E. Evidence Relevant to Plaintiff's Breach of Contract Claim

In excluding the evidence discussed above, the Court notes that Plaintiff is not entirely precluded from raising at trial her activities relating to TMA's IDEA compliance, insofar as those activities form part of the factual background of Plaintiff's breach of contract claim and the relationship between the parties. Specifically, Plaintiff alleges that on November 1, 2002, she met with TMA Executive Joshua Kern and informed Kern that TMA was not in compliance with the IDEA. Def.'s Mot. for Summ. J., Ex. 2 (2/8/05 Washington Dep.) at 173:4-174:20. It appears that Plaintiff raised these concerns in the context of an overall discussion of her responsibilities at TMA, and expressed her belief that she was entitled to an increase in salary in light of the amount of work -- including IDEA-related work -- she was doing. Id. at 196:7-201:19. Plaintiff raised these issues again during her November 22, 2002 meeting with Kern. Id. at 210:20-211:19.
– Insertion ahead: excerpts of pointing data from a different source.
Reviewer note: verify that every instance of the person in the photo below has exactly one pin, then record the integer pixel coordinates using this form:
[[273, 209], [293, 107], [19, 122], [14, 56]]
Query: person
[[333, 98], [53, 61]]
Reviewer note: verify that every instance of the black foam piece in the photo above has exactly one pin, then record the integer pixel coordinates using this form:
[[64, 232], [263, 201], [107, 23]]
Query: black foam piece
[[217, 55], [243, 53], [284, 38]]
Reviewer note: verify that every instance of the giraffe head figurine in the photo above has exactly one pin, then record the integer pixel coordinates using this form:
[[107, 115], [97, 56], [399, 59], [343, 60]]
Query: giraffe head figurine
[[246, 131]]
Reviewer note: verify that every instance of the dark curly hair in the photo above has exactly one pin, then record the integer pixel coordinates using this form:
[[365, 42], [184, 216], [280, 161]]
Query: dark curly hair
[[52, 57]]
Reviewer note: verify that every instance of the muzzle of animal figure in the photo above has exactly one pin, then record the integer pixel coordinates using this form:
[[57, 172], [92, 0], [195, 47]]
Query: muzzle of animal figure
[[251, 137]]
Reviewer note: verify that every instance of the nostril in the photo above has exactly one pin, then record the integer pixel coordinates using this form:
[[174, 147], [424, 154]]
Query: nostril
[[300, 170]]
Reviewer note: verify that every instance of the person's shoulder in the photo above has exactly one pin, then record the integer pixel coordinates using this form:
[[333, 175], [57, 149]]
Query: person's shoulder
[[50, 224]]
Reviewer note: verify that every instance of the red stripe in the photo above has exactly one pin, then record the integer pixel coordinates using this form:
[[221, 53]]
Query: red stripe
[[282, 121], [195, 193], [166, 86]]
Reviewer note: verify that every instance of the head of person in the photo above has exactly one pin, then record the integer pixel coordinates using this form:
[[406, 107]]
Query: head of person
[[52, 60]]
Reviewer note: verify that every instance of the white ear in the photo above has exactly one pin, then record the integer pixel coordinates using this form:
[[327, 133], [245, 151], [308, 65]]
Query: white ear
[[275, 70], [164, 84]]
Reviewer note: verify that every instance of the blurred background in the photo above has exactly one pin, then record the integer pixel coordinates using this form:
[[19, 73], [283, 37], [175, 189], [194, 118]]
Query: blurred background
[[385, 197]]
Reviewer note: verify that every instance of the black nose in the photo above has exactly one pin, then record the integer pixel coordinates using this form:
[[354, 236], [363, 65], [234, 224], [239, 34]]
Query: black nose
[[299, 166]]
Plaintiff's meetings with Kern during November 2002 and the matters discussed during those meetings provide evidence of the relationship between Plaintiff and TMA during the fall of 2002 as well as the events that led up to the December 20, 2002 meeting at Starbucks. As such, Plaintiff will be allowed to introduce at trial evidence of these meetings including the discussions of Plaintiff's IDEA-related responsibilities and her view that TMA had some IDEA compliance issues that she was addressing. The introduction of this evidence will be for the limited purpose of providing the jury with the factual background for Plaintiff's breach of contract claim. The introduction of such evidence will not, however, require the jury to reach the collateral factual question of whether or not TMA was in fact in compliance with the IDEA during the fall of 2002.

CONCLUSION

For the foregoing reasons, the Court shall grant TMA's Motion in Limine. At trial, Plaintiff shall be precluded from presenting testimony, documents, or other direct or demonstrative evidence regarding TMA's alleged non-compliance with the IDEA in an effort to argue that such alleged non-compliance provided a motivation for TMA's decision to ask for Plaintiff's resignation. Plaintiff shall, however, be permitted to introduce evidence of her efforts relating to TMA's IDEA compliance or lack thereof, insofar as such evidence is necessary to provide the factual background for Plaintiff's breach of contract claim. The parties are further instructed to note the Court's framing of this issue in preparing their JOINT Pretrial Statement, which is due on or before December 15, 2006.